Crypto g recently started offering fractional tokenized shares of Tesla and Coinbase, allowing users to get access to traditional stock market shares from within the platform. However, this move could backfire as reports suggest the exchange might face the wrath of European regulators for offering equity, as reported by Financial Times. European regulators are currently examining whether Binance violated the securities laws and whether the tokenized stocks comply with rules governing transparency and corporate disclosures.
FCA is in talks with Binance over new products.

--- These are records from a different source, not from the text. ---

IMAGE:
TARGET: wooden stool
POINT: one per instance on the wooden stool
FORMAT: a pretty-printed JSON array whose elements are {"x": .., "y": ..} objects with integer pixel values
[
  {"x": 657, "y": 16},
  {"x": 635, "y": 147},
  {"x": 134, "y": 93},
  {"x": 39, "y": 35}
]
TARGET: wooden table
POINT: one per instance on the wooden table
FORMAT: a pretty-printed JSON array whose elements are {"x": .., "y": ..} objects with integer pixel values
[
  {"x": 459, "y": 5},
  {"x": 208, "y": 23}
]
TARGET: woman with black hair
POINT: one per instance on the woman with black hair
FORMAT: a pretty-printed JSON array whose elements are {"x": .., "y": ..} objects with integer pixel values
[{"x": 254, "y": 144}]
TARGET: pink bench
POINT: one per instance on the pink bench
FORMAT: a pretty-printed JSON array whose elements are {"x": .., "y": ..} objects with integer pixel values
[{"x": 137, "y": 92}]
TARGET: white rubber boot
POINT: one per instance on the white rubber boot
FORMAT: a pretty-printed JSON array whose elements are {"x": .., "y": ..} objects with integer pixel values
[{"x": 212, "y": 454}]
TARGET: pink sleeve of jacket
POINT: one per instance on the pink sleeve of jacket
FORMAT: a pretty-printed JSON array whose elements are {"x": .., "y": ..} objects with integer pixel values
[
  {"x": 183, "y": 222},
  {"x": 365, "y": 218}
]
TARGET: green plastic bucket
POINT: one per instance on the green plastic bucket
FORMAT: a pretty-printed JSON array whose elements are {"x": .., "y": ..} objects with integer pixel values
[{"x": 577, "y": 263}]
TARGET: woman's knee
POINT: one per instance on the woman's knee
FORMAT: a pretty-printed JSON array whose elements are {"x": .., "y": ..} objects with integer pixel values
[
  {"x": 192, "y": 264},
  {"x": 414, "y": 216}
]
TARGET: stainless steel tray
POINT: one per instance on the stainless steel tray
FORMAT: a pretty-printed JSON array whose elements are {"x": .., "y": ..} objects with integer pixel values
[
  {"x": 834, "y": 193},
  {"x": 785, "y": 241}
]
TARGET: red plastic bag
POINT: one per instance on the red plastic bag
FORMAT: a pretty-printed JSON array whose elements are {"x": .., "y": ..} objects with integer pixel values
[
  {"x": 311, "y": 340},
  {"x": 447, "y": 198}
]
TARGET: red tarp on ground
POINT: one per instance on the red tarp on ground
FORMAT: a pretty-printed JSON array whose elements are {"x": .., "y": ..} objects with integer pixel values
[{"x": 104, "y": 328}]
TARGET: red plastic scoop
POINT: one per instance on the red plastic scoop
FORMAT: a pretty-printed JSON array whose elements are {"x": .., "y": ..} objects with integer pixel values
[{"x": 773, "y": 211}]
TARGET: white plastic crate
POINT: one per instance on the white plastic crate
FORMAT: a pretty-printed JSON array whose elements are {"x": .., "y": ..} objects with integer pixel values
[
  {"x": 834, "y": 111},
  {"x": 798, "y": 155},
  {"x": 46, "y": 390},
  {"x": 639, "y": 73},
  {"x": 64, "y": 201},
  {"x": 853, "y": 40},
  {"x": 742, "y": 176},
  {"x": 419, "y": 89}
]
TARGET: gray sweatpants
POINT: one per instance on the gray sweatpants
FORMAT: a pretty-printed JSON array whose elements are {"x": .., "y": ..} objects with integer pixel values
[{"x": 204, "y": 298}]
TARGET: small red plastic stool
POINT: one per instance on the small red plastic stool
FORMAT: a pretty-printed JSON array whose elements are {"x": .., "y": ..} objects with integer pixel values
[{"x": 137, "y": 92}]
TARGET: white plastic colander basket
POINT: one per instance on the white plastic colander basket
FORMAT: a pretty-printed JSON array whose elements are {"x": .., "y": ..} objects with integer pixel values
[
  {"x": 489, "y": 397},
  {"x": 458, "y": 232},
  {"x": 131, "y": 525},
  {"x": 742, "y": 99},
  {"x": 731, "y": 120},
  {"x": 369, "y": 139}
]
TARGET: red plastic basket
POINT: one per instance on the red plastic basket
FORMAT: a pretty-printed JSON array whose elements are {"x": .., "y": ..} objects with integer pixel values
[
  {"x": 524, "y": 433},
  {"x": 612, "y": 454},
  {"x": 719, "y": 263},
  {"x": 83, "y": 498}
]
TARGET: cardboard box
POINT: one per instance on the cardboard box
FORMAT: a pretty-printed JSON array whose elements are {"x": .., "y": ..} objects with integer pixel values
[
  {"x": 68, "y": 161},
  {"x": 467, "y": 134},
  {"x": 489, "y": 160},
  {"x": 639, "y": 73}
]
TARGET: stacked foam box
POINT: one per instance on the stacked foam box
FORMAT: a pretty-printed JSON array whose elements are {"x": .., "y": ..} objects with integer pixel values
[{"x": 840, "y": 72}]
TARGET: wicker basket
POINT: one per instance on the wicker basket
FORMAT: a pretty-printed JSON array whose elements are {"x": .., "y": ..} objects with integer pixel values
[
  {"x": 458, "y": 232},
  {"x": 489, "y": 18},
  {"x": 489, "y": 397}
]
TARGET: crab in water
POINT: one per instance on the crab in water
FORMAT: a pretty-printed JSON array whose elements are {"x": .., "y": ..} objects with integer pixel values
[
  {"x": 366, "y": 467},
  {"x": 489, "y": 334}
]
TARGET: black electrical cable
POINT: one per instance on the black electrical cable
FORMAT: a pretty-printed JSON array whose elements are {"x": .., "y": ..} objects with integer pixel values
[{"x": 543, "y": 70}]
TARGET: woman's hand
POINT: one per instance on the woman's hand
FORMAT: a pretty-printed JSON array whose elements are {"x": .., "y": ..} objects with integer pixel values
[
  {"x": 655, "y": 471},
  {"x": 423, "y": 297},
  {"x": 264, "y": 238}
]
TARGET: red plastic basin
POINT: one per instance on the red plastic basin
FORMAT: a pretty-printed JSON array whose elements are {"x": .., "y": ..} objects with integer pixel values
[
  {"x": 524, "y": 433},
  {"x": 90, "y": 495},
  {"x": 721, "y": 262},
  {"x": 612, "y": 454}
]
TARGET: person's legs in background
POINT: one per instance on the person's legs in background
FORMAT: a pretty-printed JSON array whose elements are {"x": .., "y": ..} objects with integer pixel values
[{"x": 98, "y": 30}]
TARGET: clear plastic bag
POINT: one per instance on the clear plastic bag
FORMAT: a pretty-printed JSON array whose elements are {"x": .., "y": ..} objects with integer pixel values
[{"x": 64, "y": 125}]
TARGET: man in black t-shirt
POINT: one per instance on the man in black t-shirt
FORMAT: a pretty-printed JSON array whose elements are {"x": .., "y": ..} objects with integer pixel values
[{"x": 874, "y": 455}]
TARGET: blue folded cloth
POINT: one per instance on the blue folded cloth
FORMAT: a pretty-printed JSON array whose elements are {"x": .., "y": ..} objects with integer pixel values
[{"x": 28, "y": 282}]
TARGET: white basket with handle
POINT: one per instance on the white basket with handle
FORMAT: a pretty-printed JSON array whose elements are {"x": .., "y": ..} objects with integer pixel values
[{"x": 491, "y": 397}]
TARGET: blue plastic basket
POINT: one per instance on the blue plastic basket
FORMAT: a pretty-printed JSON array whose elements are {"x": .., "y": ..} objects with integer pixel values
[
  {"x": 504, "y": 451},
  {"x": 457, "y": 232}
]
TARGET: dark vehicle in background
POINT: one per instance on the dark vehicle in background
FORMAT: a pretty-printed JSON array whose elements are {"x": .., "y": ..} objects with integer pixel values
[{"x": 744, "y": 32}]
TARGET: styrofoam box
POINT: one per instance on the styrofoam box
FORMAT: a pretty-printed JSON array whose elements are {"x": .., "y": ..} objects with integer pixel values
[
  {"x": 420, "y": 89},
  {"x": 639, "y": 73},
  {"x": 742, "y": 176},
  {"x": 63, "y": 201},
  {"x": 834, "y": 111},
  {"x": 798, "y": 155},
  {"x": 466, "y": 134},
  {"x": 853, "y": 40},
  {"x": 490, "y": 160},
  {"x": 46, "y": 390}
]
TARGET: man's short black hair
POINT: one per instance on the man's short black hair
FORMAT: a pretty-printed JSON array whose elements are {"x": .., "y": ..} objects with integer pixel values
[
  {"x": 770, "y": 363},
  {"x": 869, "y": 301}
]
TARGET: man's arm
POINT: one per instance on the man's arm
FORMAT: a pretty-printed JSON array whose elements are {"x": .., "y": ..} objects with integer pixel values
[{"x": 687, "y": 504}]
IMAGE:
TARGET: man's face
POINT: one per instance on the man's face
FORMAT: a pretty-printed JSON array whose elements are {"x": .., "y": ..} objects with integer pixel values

In a recent press briefing, the Financial Conduct Authority (FCA) said that it is in talks with the cryptocurrency exchange to determine whether the new tokenized stocks violated any regulations. “We are working with the firm to understand the product, the regulations that may apply to it, and how it is marketed. Firms and their senior management teams are responsible for determining whether their products and services fall within the remit of the FCA,” the official statement read. The crypto industry has gained mainstream exposure in recent months following bitcoin’s massive winning rally. The exposure has also brought regulators’ attention to the industry.
Binance says it does not offer equity.
According to the European Securities laws, if tokens are transferable, can be traded at a crypto exchange, and are equipped with economic entitlements like dividends or cash settlements, they represent securities and are subject to the obligation to publish a prospectus. However, crypto exchange Binance in its official statement, cited that its newly launched stock tokens are a CM-Equity product that is compliant with the EU’s Mifid II markets rules and BaFin’s banking regulations. Binance said, “currently, users only buy and sell the tokens from and to CM-Equity AG, which does not require a prospectus.”